Cerebrospinal fluid (CSF) surrounding the central nervous system acts as both a mechanical protection medium, and a steadily flowing metabolite collector and neuroendocrine communication pathway. In addition to convective or diffusive molecular transport, its composition is actively controlled by meningothelial cells (MECs) lining the subarachnoid space (SAS), via the production of cytokines and proteins and the endocytosis of macro-molecules and apoptotic cells. Exposing MECs to elevated pressure induces cell proliferation and a dramatic decrease in endocytotic activity . These changes can be expected to directly impact SAS geometry, CSF composition and flow, all of which may in turn influence neuronal function. Based on their similarity to vascular endothelial cells, MECs might also be expected to respond to the shear forces imposed by the CSF flow or actively participate to waste clearance via trans-cellular transport. In this study we will investigate the impact of different flow conditions on MECs cell response using our in house flow reactors.

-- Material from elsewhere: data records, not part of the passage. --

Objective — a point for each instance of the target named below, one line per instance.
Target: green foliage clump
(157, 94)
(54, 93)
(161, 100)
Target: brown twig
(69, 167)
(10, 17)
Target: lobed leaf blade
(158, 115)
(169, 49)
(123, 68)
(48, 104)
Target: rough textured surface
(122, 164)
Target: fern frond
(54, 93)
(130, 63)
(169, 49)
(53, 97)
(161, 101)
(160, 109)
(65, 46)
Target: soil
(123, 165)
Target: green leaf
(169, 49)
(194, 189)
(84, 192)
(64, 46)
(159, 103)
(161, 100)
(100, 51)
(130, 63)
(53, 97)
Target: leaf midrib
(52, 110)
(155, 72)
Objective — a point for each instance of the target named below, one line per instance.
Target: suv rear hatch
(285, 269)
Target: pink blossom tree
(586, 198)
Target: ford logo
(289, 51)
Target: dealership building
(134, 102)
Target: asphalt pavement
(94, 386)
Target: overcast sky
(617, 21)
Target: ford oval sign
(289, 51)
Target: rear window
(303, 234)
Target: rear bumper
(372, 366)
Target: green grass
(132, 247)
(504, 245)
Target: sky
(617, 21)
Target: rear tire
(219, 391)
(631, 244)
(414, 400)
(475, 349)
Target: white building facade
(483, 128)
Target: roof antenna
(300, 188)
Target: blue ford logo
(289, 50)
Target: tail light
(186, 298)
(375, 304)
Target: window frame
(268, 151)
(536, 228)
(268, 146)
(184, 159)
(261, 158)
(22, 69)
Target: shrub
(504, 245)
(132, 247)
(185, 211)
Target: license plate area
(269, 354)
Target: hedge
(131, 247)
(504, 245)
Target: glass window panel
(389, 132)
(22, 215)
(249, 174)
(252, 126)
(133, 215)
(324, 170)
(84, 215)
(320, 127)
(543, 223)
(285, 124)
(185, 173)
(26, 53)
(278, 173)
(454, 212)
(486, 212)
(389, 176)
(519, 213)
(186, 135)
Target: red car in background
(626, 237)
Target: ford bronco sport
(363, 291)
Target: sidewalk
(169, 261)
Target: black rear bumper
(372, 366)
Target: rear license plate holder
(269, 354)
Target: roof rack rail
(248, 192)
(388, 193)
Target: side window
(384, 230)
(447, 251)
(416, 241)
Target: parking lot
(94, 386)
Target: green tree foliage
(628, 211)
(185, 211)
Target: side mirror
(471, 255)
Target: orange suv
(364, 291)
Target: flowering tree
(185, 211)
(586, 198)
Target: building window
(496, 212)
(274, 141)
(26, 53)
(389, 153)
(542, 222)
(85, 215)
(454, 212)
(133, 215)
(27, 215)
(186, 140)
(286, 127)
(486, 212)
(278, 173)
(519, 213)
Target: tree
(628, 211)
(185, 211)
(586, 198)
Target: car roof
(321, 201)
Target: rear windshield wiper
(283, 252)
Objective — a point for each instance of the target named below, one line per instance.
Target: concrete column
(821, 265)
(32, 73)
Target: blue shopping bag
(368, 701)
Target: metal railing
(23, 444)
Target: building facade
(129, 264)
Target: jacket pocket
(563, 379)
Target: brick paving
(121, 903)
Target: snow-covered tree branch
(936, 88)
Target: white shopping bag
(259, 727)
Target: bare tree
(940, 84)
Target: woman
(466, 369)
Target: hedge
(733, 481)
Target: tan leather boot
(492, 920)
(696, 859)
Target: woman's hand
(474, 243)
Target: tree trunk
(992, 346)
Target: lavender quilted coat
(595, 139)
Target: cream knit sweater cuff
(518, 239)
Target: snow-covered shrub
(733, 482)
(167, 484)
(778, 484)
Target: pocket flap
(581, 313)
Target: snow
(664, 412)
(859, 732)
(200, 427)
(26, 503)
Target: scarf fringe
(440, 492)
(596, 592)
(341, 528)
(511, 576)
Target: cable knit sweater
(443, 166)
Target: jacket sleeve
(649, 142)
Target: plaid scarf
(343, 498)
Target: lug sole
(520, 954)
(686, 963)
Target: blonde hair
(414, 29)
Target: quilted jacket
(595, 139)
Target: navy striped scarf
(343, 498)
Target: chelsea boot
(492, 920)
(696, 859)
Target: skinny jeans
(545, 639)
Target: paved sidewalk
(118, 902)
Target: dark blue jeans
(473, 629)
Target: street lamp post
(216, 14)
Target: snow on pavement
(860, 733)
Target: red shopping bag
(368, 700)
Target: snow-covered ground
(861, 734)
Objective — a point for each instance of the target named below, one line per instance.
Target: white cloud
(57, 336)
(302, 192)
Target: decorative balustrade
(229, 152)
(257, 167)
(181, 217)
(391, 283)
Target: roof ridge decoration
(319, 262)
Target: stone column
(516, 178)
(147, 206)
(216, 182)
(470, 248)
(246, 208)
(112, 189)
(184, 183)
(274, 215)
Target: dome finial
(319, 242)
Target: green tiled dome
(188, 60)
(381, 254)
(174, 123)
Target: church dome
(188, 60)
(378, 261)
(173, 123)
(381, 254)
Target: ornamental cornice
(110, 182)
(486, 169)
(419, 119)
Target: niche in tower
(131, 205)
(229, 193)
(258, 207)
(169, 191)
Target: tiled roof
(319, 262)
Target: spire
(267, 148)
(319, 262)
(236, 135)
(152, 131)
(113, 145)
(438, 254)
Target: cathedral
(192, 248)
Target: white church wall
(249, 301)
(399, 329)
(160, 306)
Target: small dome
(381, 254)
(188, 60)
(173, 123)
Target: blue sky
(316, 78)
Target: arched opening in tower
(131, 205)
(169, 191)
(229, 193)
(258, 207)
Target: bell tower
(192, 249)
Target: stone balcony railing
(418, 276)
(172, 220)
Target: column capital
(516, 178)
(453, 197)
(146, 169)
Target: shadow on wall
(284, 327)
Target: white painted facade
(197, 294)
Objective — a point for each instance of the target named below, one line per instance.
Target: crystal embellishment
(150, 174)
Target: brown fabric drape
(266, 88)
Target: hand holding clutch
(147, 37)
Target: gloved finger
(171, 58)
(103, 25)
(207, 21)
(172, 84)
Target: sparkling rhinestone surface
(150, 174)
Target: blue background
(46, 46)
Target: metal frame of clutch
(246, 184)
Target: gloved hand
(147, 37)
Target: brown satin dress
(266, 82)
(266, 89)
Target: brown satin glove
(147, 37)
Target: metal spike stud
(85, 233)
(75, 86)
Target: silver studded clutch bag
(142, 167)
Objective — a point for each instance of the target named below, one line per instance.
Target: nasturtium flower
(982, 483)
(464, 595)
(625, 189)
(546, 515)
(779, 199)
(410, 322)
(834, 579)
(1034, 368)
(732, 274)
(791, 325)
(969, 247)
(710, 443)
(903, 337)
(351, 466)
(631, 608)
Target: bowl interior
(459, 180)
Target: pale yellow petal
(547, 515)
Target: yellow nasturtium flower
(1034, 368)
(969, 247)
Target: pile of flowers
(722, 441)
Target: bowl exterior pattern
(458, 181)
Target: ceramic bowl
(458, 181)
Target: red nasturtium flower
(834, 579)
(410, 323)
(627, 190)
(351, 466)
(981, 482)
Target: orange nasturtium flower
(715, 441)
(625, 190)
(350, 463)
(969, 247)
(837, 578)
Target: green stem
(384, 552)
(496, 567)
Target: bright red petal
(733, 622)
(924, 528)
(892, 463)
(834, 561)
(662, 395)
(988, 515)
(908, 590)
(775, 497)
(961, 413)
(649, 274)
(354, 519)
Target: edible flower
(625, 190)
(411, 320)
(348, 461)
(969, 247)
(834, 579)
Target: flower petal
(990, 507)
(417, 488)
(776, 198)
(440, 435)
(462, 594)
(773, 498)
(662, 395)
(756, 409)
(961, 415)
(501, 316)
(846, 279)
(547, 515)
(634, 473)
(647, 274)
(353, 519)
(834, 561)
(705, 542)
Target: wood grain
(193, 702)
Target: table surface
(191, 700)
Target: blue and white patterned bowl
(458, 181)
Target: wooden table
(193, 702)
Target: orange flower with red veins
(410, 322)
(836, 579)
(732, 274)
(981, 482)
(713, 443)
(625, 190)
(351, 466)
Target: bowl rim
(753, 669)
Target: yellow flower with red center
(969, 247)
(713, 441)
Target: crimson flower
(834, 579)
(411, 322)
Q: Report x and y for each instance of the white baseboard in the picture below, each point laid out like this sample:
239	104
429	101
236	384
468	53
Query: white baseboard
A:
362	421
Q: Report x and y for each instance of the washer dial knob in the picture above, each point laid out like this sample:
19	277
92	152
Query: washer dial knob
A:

Aim: To understand cerebrospinal fluid (CSF) dynamics along the optic nerve, and potential relationships between CSF dynamics, MECs response in optic neuropathies such as normal tension glaucoma.
One challenge in linking biological results obtained in cell cultures to in vivo manifestations is the difficulty to characterize the local CSF pressures and velocities in vivo, due to the small dimensions of the SAS and trabecular structures. Numerical simulation could provide a mean to circumvent such difficulties, characterizing the CSF dynamics to a level of details not achievable in vivo.
In this study, we will thus develop a multiscale model of the CSF dynamics along the optic nerve accounting for the significant regional variations in SAS dimensions and trabecular microstructure noted along the length of the ON sheath  (Figure). Ultimately, these simulations may incorporate the experimental results to try and explain pathological observations.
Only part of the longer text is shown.